В тесном предбаннике отовсюду веяло влажным теплом плесневелых бревен и старой одеждой.
Мужичок разделся догола и, вздрагивая худым морщинистым телом, белым, как сметана, вошел в парную. За ним заспешили остальные.
Парная была такой же низкой, как и предбанник. В большом черном котле остывала вода. У стенки, покрытой сажей толщиной в палец, на широкой полке стояли две шайки и лежал веник.
Мужичок плеснул на камни теплой водой. Камни слабо зашкварчали, наполняя баню паром.
– Эх, хорошо, – сказал офицер, окатив из шайки худощавое тело, обросшее волосами от пупа до горла, плечи тоже покрывала темная поросль.
– После такой баньки, – вздохнул мужичок, – и беленького чайку выпить не грех.
– А магазин далеко тут? – ухватился за эту мысль офицер.
– Далече, – махнул рукой мужичок, – надо в город ехать или в Хатынку.
– А где эта Хатынка? – не отставал от мужичка офицер.
– А на другом берегу. Но там уже закрыто, и ехать не на чем. Была б лодка, а она у меня течет. Когда брат приезжал, мы тут с ним попарились. И он, возьми, да скажи: «Эх, где бы нам белую головку достать?» Ночь на дворе точь-в-точь как сейчас. Если б я знал, что он приедет, съездил бы в город. А он и папирос не купил. Известное дело – городской, у них там всё есть. А у нас тогда ничего не было, и Хатынки еще не было – пустошь. Давай, говорю, съездим в город. Может, «попутку» какую встретим по дороге.
– Подожди, как «белая головка», – перебил его офицер.
– Так это ж… когда было. Я брата долго искал. Как война началась, его в армию призвали, а я с матерью в селе остался.
Вдруг он побледнел, глаза сильно заслезились.
– Пороли они нас нещадно, – пожаловался он артистам. – И нам это непонятно было. Село как село, люди на работу ходили, всё было. Тут как всех соберут, и давай нас перед всем народом… пороть… партизаны… юды… лопочут…
И он горько заплакал, вытирая крючковатым пальцем слезы, морщась и вертя головой от смущения.
– А мать… так и не дожила до освобождения, померла.

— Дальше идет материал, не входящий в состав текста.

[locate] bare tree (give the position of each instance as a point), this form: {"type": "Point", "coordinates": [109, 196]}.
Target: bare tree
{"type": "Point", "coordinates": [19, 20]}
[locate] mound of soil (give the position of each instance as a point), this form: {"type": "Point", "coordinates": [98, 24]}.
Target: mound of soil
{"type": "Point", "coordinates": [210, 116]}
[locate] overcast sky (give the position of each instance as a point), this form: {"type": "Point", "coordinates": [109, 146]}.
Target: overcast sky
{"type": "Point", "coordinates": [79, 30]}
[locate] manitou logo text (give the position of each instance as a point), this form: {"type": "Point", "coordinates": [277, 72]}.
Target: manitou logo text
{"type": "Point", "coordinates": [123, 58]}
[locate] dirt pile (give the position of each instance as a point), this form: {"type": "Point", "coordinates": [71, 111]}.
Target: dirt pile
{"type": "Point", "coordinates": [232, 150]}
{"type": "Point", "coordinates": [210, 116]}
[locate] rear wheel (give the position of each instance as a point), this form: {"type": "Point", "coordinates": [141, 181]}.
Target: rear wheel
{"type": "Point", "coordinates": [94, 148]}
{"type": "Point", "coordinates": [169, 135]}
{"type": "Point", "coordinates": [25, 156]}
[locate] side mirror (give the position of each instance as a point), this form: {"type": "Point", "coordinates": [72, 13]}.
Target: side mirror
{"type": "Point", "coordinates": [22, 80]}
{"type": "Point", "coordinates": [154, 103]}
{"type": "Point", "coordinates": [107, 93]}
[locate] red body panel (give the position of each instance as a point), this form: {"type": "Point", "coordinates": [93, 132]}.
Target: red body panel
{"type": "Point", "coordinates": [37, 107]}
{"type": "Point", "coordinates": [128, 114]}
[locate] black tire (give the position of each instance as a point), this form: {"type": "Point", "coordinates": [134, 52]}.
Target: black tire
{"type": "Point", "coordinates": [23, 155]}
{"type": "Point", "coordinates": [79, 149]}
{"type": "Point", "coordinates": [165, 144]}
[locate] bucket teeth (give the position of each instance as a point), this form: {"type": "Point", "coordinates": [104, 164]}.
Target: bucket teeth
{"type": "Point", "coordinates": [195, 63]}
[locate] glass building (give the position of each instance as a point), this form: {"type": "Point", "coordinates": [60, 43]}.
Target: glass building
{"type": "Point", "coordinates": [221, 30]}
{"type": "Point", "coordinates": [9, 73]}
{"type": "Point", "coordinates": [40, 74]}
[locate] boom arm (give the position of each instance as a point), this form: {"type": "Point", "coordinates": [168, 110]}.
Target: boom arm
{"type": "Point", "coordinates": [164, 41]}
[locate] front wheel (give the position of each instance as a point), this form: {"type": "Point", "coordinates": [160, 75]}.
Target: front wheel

Он сидел на верхней полке, свесив ноги, худые, в узловатых венах, и плакал.
– Разденут, баб сгонют, и давай лупцевать. Поначалу стыдно, лежишь голый, смотришь на девок, за которыми на гулянках… на мать в толпе – она вся трясется. Сцепишь зубы, и молчишь. А он гад чует, что терпеть уже невмоготу, и еще подлюка наподдаст, да с оттяжечкой. Лежишь, считаешь – еще малость выдержу, а дальше нет. Кричать охота, ерзашь… как на сковороде, а он, знай, вжаривает и вжаривает. Да с передыхом… Сил больше нет, а он, будто токо начал, и хлещет, и хлещет… и начинаешь орать, страшно, из утробы, голоса не слыхать, токмо рот разрывает от крика, и кровь во рту, и глаза из орбит лезут, дергаешься, визжишь, воешь, трясешься, всё тело кровью набрякло, онемело, будто ошпаренное кипятком. А он гад, поймал раж, и ему тут самое удовольствие. Он еще тормознет чутя, и смакует – врежет со всего маху по кровянистому месту и замрет… еще раз, и снова замрет, и так пока не истекёт удовольствием. А когда уже насытится, отбросит кнут… и отвалится.

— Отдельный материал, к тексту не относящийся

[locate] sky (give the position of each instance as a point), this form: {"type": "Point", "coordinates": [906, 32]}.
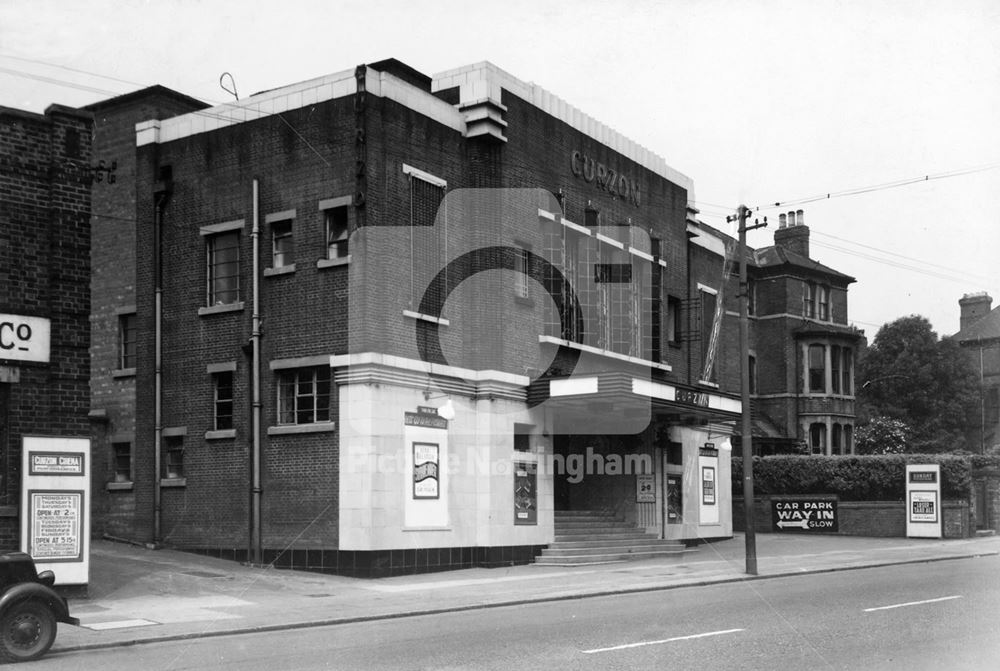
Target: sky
{"type": "Point", "coordinates": [759, 102]}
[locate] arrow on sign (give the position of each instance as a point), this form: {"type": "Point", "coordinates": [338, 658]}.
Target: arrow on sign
{"type": "Point", "coordinates": [802, 524]}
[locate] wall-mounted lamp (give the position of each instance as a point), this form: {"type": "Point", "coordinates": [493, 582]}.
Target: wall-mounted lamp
{"type": "Point", "coordinates": [446, 411]}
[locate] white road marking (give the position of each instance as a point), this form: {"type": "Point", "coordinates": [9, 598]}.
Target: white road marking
{"type": "Point", "coordinates": [120, 624]}
{"type": "Point", "coordinates": [914, 603]}
{"type": "Point", "coordinates": [666, 640]}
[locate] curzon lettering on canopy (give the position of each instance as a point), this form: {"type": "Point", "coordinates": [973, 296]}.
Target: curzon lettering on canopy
{"type": "Point", "coordinates": [606, 178]}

Мужичок не мылся. Его трясло, ноги ходили ходуном, руки скрючило, лицо подергивалось, и глаза полубезумные.
– Как не рехнулся тоды, и сам не знаю. Его не видал, но чую, как он стоит надо мною и причмокивает, и дышит так, будто бабу в сенце наяривает.
В деревне залаяла собака. Ей отозвалась другая, им третья, и началось на все лады – и тявкают, и гавкают, и заливаются, и тяжело бухают хриплыми голосами.
– Кто-то всполохнул, – прислушался мужичок, сказавшись Никитой, – чужой к кому забрался али машина проехала.
Артисты заторопились. Офицер, пристроившись с краю лавки, явно стесняясь своей буйной растительности, обросший, как медведь, хлестал по спине веничком и терпеливо счищал с себя пот крышкой от мыльницы. Двое других – лысоватый с белой бородкой и совсем молодой парень плескали воду на камни, поддавая жару, и терли друг другу спины.
– Вы не очень-то размывайтесь, – крикнул им офицер, – а то нам ничего не останется.
– Холодной воды можно еще принесть, – встрепенулся Никита, – а горячая вся тут. Мы только паримся, а моемся прямо в озере. Тут намылишься, а смывать в озеро бежишь.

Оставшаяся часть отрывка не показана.